Historical data available = 10,000 records
Incoming New Data volume = 1000-1500 records / week
The expected output should be in the form of (Year,Make,Model, feature). So the output should look like
1 -> (2009, Ford, Fusion, SE)
2 -> (1997, Ford, Taurus, Wagon)
3 -> (2000, Mitsubishi, Mirage, DE)
4 -> (2007, Ford, Expedition, EL Limited)
5 -> ( , Honda, Accord, EX)
....
....
Raw Headline Data:
1 -> 2009 Ford Fusion SE - $7000
2 -> 1997 Ford Taurus Wagon - $800 (san jose east)
3 -> '00 Mitsubishi Mirage DE - $2499 (saratoga) pic
4 -> 2007 Ford Expedition EL Limited - $7800 (x)
5 -> Honda Accord ex low miles - $2800 (dublin / pleasanton / livermore) pic
6 -> 2004 HONDA ODASSEY LX 68K MILES - $10800 (danville / san ramon)
7 -> 93 LINCOLN MARK - $2000 (oakland east) pic
8 -> #######2006 LEXUS GS 430 BLACK ON BLACK 114KMI ####### - $19700 (san rafael) pic
9 -> 2004 Audi A4 1.8T FWD - $8900 (Sacramento) pic
10 -> #######2003 GMC C2500 HD EX-CAB 6.0 V8 EFI WHITE 4X4 ####### - $10575 (san rafael) pic
11 -> 1990 Toyota Corolla RUNS GOOD! GAS SAVER! 5SPEED CLEAN! REG 2011 O.B.O - $1600 (hayward / castro valley) pic img
12 -> HONDA ACCORD EX 2000 - $4900 (dublin / pleasanton / livermore) pic
13 -> 2009 Chevy Silverado LT Crew Cab - $23900 (dublin / pleasanton / livermore) pic
14 -> 2010 Acura TSX - V6 - TECH - $29900 (dublin / pleasanton / livermore) pic
15 -> 2003 Nissan Altima - $1830 (SF) pic
Possible choices:
A machine learning Text Classifier (Naive Bayes etc)
Regex
What I am trying to figure out is if RegEx is too complicated for the job and a Text classifier is an overkill?

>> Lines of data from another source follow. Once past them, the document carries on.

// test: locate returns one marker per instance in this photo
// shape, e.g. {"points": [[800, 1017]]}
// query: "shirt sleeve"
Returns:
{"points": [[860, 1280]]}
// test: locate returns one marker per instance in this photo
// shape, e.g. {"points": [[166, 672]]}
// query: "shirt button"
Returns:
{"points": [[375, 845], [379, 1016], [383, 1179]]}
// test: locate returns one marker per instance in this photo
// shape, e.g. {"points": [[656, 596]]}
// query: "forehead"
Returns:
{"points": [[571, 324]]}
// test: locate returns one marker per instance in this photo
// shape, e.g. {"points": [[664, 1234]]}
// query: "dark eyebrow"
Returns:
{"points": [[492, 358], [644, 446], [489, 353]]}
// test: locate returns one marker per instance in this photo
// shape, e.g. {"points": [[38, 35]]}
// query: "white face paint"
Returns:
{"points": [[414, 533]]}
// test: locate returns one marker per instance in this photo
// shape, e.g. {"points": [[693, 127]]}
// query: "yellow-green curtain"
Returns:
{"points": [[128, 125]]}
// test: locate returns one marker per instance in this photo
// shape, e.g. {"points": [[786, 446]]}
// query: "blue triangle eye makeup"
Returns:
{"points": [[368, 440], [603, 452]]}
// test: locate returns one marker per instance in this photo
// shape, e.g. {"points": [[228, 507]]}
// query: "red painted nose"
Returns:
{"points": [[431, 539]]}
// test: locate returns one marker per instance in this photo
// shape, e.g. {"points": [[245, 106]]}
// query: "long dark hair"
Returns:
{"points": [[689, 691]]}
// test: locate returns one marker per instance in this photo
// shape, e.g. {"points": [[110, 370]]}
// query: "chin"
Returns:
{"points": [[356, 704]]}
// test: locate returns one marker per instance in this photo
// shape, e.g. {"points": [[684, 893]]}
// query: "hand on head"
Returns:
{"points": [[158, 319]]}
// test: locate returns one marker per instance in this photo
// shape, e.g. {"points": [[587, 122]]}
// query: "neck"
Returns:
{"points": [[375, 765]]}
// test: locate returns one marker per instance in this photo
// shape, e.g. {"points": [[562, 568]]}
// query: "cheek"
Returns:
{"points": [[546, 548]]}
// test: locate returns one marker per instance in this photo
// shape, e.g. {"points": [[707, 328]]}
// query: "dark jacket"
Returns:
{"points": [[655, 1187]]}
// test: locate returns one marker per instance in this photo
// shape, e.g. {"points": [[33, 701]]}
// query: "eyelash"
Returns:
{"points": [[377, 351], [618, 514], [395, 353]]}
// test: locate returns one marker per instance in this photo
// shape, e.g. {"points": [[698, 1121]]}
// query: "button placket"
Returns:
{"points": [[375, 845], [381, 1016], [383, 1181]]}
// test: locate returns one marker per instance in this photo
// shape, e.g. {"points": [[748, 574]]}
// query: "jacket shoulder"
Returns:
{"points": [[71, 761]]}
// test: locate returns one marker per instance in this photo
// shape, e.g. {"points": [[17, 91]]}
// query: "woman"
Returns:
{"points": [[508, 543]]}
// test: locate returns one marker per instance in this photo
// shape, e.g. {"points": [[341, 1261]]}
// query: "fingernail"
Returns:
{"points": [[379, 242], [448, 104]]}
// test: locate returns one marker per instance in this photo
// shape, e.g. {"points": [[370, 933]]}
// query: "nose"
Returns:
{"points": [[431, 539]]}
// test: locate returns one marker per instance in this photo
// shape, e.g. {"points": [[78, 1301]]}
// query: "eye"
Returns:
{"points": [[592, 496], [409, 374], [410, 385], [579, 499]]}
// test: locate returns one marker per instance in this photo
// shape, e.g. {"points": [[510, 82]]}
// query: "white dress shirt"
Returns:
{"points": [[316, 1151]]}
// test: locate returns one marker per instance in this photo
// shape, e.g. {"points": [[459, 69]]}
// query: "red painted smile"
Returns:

If the choice is to go with a text classifier then what would you consider to be the easiest to implement.
Thanks in advance for your kind help.
This is a well studied problem called information extraction. It is not straight forward to do what you want to do, and it is not as simple as you make it sound (ie machine learning is not an overkill). There are several techniques, you should read an overview of the research area.
Check this IE library for writing extraction rule< I think it will work best for you problem.
There also example how to create fast dictionary matching.
I think that the ARX or Phoebus systems may suit your needs if you already have annotated data and a list of words associated to each field. Their approach is a mix of information extraction and information integration.
There are a few good entity recognition libraries. Have you taken a look at Apache opennlp?
As a user looking for a specific model of car the task is easier. I'm pretty sure I could classify, say, most Ford Rangers since I know what to look for with regexp.
I think your best bet is to write a function for each car model with type String -> Maybe Tuple. Then run all these on each input and throw away those inputs resulting in zero or too many tuples.
You should use a tool like Amazon Mechanical Turk for this. Human microtasking. Another alternative is to use a data entry freelancer. upWork is a great place to look. You can get excellent quality results and the cost is very reasonable for each.